Intracranial complications of orbital cellulitis and para-nasal sinusitis including epidural abscess, SDE, intracranial or cerebral abscess, meningitis, and encephalitis [13]. Microorganisms invade through para-nasal sinuses and orbital cavity to the brain via two pathway; first, direct invasion by the existing micro-perforation or dehiscence and erosion of bony wall, and second; spreading to leptomeninges through communicating valve less veins [13, 41]. Extension of infection through the posterior wall of the frontal sinus is the most common pathway leading to subdural or epidural abscess formation [41, 42]. Nicoli at el. reported six cases of intracranial complications of sinusitis, and all of them had frontal sinus involvement (4 case had pansinusitis, 1 case had large frontal sinusitis, and one case had maxilla-frontal sinusitis) [42]. In our study, a 12-year-old boy with large supra-temporal orbital abscess (abscess volume = 4285.44 mm3) secondary to bilateral pansinusutis complicated by SDE during hospitalization was managed by emergency craniotomy without any visual or neurological deficit (Fig. 6). we suggest that any patient with orbital cellulitis; especially in patients with superior orbital cellulitis with frontal sinus involvement presented or developed with neurological sign and symptom should be evaluated for intracranial complications.
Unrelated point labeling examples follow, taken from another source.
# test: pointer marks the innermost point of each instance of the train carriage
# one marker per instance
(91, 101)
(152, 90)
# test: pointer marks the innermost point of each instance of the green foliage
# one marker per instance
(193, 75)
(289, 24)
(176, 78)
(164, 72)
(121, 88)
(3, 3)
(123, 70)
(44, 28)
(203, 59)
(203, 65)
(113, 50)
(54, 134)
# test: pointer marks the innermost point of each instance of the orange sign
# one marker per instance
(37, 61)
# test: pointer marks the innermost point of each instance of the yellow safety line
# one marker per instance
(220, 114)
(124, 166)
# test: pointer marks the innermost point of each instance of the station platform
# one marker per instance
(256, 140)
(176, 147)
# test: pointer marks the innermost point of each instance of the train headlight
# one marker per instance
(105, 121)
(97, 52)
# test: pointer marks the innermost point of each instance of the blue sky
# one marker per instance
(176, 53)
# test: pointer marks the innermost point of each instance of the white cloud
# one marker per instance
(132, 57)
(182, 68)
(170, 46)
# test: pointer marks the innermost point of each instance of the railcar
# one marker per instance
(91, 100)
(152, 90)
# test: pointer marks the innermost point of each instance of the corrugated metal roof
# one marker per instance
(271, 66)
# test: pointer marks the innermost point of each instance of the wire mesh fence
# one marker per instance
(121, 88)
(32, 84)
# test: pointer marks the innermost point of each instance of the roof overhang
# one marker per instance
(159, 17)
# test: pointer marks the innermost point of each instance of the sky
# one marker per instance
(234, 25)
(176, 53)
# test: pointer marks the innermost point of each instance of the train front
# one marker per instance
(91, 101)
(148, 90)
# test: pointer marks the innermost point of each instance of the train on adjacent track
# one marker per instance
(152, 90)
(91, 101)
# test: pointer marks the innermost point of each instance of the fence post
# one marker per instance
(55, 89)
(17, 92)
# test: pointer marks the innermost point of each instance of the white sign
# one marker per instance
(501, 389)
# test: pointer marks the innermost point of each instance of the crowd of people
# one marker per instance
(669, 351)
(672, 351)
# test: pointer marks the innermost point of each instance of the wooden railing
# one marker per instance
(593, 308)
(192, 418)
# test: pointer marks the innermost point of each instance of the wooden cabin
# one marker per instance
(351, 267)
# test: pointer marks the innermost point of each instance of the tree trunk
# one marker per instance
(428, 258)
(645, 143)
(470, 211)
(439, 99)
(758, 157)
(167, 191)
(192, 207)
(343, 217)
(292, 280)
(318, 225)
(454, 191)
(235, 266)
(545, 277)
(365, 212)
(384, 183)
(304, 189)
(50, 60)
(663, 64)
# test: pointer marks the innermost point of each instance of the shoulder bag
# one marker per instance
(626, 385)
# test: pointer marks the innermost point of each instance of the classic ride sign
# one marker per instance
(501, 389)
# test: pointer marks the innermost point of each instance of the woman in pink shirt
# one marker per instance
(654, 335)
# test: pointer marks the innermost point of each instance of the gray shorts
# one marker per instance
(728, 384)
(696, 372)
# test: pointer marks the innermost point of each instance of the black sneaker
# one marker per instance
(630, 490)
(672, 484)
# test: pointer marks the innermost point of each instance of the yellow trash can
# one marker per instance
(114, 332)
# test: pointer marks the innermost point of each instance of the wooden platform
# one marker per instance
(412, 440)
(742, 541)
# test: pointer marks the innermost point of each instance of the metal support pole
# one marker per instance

Orbital cellulitis secondary to orbital wall fractures is rare and usually occurs in patients with underlying sinusitis. Several mechanisms were postulated for orbital cellulitis secondary to orbital wall fractures like direct extension of microorganisms from infected sinus, impairment of blood supply of orbital cavity, and presence of blood and clots in the sinuses [5, 43, 44]. In present study inferior orbital cellulitis occurred in a 10-year-old boy 1 week after orbital blow out fracture (inferior wall fracture). He had received prophylactic antibiotic that was managed with orbital and sinus fracture repair (Fig. 1). Ben Simon at el. described 4 cases of orbital cellulitis secondary to orbital blow out fracture. All 4 cases had preexisting sinusitis, 3 of them had received prophylactic antibiotics after trauma, however 2 cases progressed to inferior SPA necessitating abscess drainage and while the other two were managed by endoscopic orbital and sinus repair [5]; therefore, in patients with orbital cellulitis secondary to orbital wall fractures with SPA, combined endoscopic and orbital drainage and without SPA, endoscopic sinus repair is recommended.

Conclusion

Although non-medial orbital cellulitis is less common than medial cellulites but associated with more sight-threatening and life-threatening complications. Most common predisposing factor leading to non-medial orbital cellulitis is sinusitis. In surgical management of non-medial SPA secondary to sinusitis, due to large abscess volume and risk of re-accumulation, combined endoscopic sinus surgery and external orbital drainage is recommended.